I overheard my dad talking to my mom. He told her that if my sister (who's Jewish) married a Christian, he would basically shun her. I think he means it. He's very serious about us marrying within the Jewish religion. He's worried if we'll have kids, we won't raise them Jewish. I knew he felt strongly about marrying Jews but I didn't think he would go so far as to say we'll be dead to him if we do. I see things from his perspective in which a lot of religious people feel the same way. But he should also be thinking about [i]our[/i] happiness. This guy my sister is seeing makes her happy. When my mom wanted to talk to him more about it, he had a tantrum and went into his room saying he doesn't want to talk about it anymore and slammed the door like a child. I'm not saying they'll last in the long run but they both deeply care about each other. He goes and says that my mom is "encouraging" this. All she's encouraging is my sister's happiness. The only thing that would disappoint my mom is if we converted out of the religion which we told her will never happen. What's your opinion on this?
SW-User
I think you need to seek the truth. The truth is religion is one of the things that is ruining our world and tearing us all apart. Don't convert to another religion but you need to seriously consider rejecting that one. Not a single one is based in any truth at all.
SW-User
@JewStar4Life: You said it "cult" That's exactly what they are. There are so many researchers out there who have been at it for years and they have learned a lot of things that our parents didn't know. I explained all this to my Mother and guided her to some great documentaries on youtube lol . But hey I've learned so much from watching documentaries. I watched several today about religion and what these guys learned from archeological digs. They have learned that the stories just aren't true they don't match the archeology.
JewStar4Life · 31-35, F
@grandaddypurple: I think it's more important to focus on the actions [i]you[/i] take than what the rest of the world does.
SW-User
@JewStar4Life: Yes your own actions are very important. But I think we as a society must leave these old beliefs behind. Otherwise these people are going to end up destroying the world. Just like you described your Father. My Brother acts the same way, you can't reason with them. It's frustrating to such a degree ,like I said I can't stand to be around them anymore. It's a shame .
samueltyler2 · 80-89, M
This is a very difficult issue. There is a lot written about the loss of religion, all "standard religion" because of assimilation. The "shunning" may even occur within the religion when one marries another within the religion, but considered less religion. It is also said that mellenials are more spiritual but do not join congregations, regardless of which religion. This will also threaten organized religion.
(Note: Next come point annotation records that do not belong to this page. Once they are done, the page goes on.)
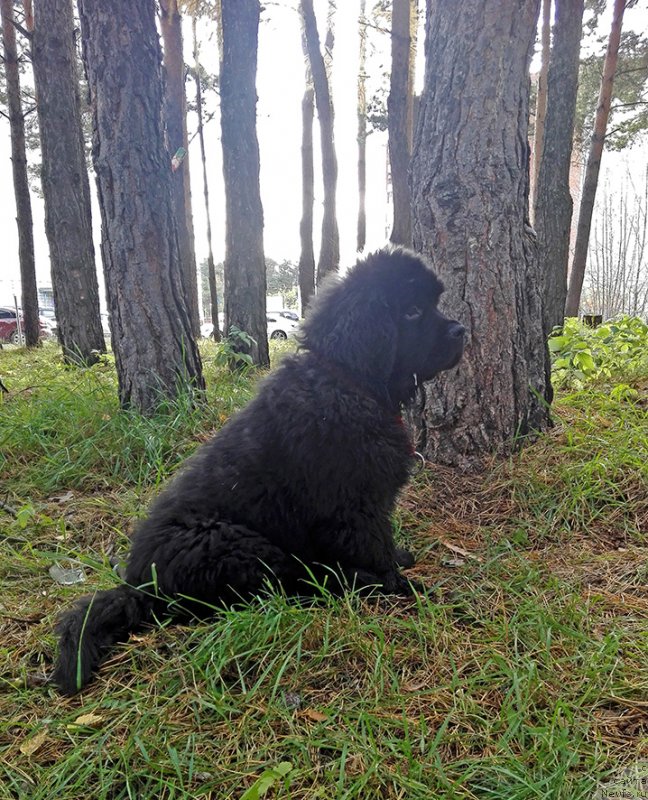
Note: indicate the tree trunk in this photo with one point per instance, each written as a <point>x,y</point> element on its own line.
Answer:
<point>553,211</point>
<point>245,273</point>
<point>329,257</point>
<point>593,166</point>
<point>155,352</point>
<point>541,101</point>
<point>400,104</point>
<point>176,129</point>
<point>66,189</point>
<point>211,272</point>
<point>470,183</point>
<point>29,292</point>
<point>307,256</point>
<point>361,237</point>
Everyone must sit and discuss his issue, BEFORE things get too complicated.
samueltyler2 · 80-89, M
You need to find an intermediary who might be able to work to have yur father accept the fact that he will still love his children and will hurt himself by "shunning."
JewStar4Life · 31-35, F
@samueltyler2: Yeah. I would think if he truly loved us, he would want us to be happy in any way we want to be. One time, I asked my mom that if my dad wasn't Jewish if she would have still married him and she said yes. She loves him that much. I asked my dad the same question and he said no. That to me seems like conditional love.
samueltyler2 · 80-89, M
I wish I could continue to chat, but I am exhausted and need to go to sleep. Read Herman Wouk's book "this is my God".
pearllederman · 61-69, F
i grew up in a jewish home myself, the only one that got married was my brother but his wife is jewish too, my parents never talked that way but if they did i would probably do it on purpose just to tick them off
Fernie · F
shame on him
Your parents should respect your choices as adults and support you.
Nonamefornow · 51-55, F
It's why I hate religions!
Northwest · M
Why would this be of concern to anyone, but your sister?
JewStar4Life · 31-35, F
Because if I myself marry someone of a different religion, [i]I'll[/i] have the same consequences.
Northwest · M
@JewStar4Life: and what are the consequences? Torture? Exile?